Pretty much sums up where we are, but the statement did go further.
“Abigail Spanberger today betrayed half a million of Virginia’s public service workers by going back on her campaign promise to support collective bargaining rights for the people who keep our Commonwealth and communities running every day,” the coalition said.
“Instead of aligning herself with General Assembly Democrats who unanimously supported this bill, Spanberger instead vetoed the bill, just as her predecessor Glenn Youngkin did, sending Virginia workers the crystal-clear message that they are no better off than they were under a Republican governor. Many workers were excited by her promise to finally give them a voice on the job, and are now left questioning why she has left them behind.”

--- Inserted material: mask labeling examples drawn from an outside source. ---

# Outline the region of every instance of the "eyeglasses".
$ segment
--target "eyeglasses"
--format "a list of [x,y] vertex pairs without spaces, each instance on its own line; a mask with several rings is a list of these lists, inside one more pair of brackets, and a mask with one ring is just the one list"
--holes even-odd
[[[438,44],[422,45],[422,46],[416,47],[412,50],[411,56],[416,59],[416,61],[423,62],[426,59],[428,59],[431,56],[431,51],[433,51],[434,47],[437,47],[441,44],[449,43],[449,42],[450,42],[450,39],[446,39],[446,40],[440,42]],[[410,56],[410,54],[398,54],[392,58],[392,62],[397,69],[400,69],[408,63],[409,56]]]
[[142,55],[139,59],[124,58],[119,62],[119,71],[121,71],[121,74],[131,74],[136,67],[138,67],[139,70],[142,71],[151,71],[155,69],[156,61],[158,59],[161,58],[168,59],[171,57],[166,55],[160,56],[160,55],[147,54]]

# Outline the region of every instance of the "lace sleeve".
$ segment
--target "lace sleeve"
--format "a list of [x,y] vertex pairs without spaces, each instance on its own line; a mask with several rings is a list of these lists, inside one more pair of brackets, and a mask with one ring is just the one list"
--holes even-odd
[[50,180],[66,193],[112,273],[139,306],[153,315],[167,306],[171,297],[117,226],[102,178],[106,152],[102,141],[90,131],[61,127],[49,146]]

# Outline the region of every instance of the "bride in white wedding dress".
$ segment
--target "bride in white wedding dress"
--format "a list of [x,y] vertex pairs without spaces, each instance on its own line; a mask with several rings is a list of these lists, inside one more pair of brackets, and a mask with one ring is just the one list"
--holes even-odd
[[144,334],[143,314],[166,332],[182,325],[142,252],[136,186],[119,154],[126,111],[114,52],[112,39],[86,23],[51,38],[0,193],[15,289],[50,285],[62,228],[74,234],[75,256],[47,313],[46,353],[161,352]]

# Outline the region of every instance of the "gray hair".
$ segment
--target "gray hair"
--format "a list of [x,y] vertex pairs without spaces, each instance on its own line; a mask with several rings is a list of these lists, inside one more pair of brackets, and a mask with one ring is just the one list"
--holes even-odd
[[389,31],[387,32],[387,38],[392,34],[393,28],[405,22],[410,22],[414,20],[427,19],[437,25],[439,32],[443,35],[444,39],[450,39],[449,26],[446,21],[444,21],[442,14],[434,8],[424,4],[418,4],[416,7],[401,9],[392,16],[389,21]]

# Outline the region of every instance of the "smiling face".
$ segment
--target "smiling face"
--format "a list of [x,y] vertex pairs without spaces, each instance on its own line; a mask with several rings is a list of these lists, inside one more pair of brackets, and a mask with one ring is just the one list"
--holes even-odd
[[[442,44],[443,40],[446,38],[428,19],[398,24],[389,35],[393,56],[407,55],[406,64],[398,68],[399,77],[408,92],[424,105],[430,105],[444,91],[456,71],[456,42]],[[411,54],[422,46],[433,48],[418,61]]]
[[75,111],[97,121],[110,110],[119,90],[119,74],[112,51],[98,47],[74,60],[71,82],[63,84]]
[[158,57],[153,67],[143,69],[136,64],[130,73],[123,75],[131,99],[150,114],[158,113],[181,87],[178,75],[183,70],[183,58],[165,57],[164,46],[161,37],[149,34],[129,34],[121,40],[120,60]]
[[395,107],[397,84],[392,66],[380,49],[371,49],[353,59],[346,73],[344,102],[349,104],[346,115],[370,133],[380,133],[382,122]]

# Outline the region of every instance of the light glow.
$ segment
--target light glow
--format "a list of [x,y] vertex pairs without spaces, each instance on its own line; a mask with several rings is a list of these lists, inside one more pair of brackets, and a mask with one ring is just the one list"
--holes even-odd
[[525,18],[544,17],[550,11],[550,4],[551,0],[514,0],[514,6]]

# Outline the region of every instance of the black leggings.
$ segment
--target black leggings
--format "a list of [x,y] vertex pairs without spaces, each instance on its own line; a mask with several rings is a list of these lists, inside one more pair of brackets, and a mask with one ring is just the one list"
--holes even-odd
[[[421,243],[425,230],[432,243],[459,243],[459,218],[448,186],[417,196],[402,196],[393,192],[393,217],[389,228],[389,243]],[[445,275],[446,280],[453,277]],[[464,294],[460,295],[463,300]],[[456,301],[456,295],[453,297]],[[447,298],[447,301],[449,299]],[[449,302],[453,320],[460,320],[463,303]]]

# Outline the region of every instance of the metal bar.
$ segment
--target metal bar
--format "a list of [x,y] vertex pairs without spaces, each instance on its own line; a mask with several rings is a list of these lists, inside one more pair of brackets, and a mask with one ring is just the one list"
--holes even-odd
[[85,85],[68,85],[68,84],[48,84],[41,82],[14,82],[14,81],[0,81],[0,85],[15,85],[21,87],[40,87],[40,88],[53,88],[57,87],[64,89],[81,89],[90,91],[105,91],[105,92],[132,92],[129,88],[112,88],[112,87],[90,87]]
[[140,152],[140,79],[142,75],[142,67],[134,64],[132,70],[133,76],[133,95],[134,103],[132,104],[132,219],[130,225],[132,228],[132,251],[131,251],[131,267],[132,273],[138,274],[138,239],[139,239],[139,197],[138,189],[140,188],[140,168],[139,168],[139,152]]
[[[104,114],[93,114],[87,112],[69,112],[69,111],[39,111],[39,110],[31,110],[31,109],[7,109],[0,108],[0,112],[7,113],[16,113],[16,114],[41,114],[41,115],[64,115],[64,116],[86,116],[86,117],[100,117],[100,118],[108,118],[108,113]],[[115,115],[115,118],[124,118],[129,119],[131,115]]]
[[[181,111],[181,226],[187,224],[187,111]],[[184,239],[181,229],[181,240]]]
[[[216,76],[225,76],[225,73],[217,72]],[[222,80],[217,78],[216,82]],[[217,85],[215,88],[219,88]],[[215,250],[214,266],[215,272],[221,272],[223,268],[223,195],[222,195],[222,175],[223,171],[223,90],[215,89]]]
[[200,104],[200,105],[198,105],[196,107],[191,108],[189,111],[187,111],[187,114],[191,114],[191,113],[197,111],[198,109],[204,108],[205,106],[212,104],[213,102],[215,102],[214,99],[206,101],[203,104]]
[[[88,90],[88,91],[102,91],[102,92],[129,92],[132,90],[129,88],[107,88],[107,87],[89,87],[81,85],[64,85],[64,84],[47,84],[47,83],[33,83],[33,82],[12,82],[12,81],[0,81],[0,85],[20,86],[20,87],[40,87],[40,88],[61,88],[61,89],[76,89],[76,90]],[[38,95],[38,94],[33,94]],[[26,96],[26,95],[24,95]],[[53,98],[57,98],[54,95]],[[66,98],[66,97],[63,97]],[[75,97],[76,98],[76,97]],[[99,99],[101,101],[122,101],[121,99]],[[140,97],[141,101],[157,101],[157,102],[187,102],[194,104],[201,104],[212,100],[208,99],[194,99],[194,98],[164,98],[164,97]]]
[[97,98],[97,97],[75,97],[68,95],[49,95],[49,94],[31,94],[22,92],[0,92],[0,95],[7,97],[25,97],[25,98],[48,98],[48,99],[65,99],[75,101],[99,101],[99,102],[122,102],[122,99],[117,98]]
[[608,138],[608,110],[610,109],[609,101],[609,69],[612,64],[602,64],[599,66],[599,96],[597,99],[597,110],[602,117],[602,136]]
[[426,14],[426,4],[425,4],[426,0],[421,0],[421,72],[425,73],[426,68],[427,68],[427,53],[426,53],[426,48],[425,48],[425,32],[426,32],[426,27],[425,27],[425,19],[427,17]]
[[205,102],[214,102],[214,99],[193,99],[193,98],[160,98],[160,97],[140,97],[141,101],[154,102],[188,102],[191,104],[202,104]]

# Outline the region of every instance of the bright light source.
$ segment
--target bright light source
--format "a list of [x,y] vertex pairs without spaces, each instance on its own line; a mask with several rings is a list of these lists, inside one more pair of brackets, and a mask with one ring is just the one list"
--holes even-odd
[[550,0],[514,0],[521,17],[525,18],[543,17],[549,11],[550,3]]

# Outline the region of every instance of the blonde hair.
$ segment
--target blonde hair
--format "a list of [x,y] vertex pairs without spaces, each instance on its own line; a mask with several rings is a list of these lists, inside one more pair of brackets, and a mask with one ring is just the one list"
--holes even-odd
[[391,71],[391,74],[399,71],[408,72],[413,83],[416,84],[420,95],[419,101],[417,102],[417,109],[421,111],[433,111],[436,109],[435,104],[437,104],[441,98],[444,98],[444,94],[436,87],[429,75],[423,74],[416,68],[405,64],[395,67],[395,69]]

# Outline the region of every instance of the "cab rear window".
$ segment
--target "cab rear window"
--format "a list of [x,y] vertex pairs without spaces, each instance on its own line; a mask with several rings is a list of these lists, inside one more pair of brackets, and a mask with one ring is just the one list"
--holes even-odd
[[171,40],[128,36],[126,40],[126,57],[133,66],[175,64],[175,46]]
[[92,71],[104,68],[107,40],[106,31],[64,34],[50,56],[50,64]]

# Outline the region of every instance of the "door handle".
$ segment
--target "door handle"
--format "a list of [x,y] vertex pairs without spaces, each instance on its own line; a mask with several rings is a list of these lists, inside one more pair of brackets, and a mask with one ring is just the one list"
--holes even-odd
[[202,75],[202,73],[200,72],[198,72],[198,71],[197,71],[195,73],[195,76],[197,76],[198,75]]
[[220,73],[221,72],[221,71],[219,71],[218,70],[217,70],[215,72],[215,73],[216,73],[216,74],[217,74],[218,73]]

It’s a fair question, in the wake of Spanberger, on Monday, signing a gutted version of paid family and medical leave bills that had passed the General Assembly earlier in the year.
ICYMI
A lot of folks put a lot of time and effort into getting Spanberger elected, only for her tenure to turn out to be the second term of the Youngkin administration.
“It is Orwellian for the governor to suggest that she supports collective bargaining rights while introducing a version of the bill that delayed extending those rights to local workers until the next decade, inserted a killswitch into the bill that would have effectively allowed a future governor to end collective bargaining without a single vote from the General Assembly, and took workers’ rights in Virginia backwards by weakening existing collective bargaining agreements and reducing worker protections across the Commonwealth,” the Virginia Public Sector Labor Coalition said in its statement.
“To then hide behind local politicians who are scared to sit down with their own workers, instead of acknowledging the many local elected officials who called on her to sign the bill and the half a million public service workers whose lives could have been made better by this bill, is cowardly. The governor thinks she knows what is best for workers, and that is precisely the problem. She is not listening to workers.”